Among the various other things that a priest does, he is an iconic representation of the fatherhood of God. When he is surrounded by women in the sanctuary, that image is diluted. As a more practical matter, the more something is dominated by girls, the less attractive it is to boys. That may be a regrettable reality, but a reality it remains. Over the last dozen years we have seen the male/female ratio among altar servers tip ever further in the female direction. Altar serving has historically been a first step for many men in discerning a vocation to the priesthood, so as fewer boys become servers we can expect fewer “father figures” to preside at Mass and consecrate the body and blood of Christ; also, more generally, the more the Mass is seen as a “girl thing”, the more religious belief and practice themselves will seem to be “unmanly” (lex orandi, lex credendi – “the law of praying is the law of believing”), and the fewer men will bother to show up at all. 

          The case from Fr. Z's reader raises even more concerns. For one thing, the sheer incongruity of altar servers distributing communion, which is likely to make people uncomfortable and draw attention away from the sacrament everyone is there to celebrate.  There are also more serious concerns.  For instance, here the girls are not merely in the sanctuary, they are performing a function that has historically belonged to the priest.  The Church has taught infallibly that women cannot be ordained (see the Magisterial documents cited above, and Cardinal Ratzinger's Responsum [here]; also, this excellent discussion here about the status of the Church's teaching).  If the mere presence of altar girls encourages the impossible  expectation that women might be ordained, how much more so when these girls in clerical clothing, who accompany the priest throughout the liturgy, are distributing Holy Communion?  In such a role they would look much more “priestly” than women in ordinary dress who come out of the congregation only to distribute Communion and then return.   Beyond its effect within the Church, what iconic  image is presented to us before we are sent out into the world? Instead of the complementary sex roles as intended by God ("Man and Woman he created them", Gen. 1:27), we see something closer to the spirit of an age that imagines 58 different self-determined "genders" (see here). That way lies madness.          

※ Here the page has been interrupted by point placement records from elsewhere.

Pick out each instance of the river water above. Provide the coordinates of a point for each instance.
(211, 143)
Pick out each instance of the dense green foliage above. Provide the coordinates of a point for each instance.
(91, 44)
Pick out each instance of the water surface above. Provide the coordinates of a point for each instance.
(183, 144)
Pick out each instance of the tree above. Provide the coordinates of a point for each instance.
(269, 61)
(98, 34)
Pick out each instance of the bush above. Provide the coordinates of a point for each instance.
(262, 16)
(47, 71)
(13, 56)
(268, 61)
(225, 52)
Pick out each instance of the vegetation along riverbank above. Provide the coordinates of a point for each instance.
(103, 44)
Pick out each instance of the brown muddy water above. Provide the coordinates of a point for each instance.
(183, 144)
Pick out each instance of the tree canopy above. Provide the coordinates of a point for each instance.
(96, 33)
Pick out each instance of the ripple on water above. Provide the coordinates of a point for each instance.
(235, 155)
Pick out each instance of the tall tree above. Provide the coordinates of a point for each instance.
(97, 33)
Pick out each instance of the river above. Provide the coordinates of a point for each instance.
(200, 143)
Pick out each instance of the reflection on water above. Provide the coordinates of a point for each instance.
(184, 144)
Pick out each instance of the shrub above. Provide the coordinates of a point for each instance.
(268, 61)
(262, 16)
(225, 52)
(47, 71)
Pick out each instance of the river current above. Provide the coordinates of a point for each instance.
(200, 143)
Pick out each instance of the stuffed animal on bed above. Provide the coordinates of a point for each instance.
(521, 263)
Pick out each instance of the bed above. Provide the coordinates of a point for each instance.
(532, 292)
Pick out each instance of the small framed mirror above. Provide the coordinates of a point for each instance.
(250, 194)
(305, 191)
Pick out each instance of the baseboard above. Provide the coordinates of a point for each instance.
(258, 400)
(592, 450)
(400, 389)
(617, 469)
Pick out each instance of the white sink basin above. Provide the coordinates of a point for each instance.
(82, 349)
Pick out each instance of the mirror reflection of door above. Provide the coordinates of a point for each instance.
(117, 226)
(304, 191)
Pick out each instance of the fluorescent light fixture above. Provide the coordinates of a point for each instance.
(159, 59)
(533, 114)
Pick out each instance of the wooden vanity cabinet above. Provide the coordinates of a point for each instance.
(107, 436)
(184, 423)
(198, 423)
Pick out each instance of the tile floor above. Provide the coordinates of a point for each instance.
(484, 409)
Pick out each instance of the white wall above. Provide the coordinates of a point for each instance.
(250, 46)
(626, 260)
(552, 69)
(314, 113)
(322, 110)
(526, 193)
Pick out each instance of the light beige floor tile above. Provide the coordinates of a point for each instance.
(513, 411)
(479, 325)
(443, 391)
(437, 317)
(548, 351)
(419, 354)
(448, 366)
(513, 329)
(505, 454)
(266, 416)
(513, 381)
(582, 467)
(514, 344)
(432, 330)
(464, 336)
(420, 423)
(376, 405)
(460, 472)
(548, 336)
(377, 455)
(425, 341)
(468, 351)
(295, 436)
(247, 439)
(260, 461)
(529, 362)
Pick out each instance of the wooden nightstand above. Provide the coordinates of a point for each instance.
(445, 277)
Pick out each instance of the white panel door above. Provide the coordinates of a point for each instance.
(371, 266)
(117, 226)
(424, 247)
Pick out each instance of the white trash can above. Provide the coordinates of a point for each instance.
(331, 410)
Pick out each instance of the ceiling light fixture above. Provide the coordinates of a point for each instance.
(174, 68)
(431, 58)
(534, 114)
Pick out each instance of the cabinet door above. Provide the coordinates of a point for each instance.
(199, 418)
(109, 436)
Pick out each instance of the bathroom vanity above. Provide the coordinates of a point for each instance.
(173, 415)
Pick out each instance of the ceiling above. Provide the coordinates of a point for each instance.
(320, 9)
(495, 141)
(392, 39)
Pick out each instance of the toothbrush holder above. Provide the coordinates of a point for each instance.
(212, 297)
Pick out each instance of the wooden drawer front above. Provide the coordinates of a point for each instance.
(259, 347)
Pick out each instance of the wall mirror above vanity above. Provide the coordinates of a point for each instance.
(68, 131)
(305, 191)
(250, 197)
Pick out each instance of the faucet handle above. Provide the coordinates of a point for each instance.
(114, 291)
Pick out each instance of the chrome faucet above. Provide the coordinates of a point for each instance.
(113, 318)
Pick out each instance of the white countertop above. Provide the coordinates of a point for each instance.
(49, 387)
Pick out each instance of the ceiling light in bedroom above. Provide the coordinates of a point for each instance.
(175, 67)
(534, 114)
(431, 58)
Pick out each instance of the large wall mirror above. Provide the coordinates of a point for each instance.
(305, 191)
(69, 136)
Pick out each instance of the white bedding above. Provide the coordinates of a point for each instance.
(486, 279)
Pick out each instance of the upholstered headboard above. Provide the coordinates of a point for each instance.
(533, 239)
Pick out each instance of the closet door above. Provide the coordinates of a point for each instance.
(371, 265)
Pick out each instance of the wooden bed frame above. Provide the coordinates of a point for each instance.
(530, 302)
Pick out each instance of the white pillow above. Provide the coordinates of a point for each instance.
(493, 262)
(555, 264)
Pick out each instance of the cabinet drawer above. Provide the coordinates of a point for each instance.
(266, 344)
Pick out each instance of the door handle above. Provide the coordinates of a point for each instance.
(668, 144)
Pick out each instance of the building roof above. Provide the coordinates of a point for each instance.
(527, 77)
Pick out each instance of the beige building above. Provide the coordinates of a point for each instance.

     This is the month of May, dedicated to the Blessed Virgin Mother, in which we are reminded that the Catholic Church honors a woman as the greatest saint of all; we esteem other women (Theresa of Avila, Catherine of Siena, Therese of Lisieux) as highly as any male saints: we don't need to take on the false ideas about gender that are currently fashionable out in the world.  G. K. Chesterton famously said that being Catholic "is the only thing that frees a man from the degrading slavery of being a child of his age."  Of course. As Christ says, "The Truth will set you free" (John 8:32), and where should we look for the Truth: in the conventional wisdom, or in  Christ's Church?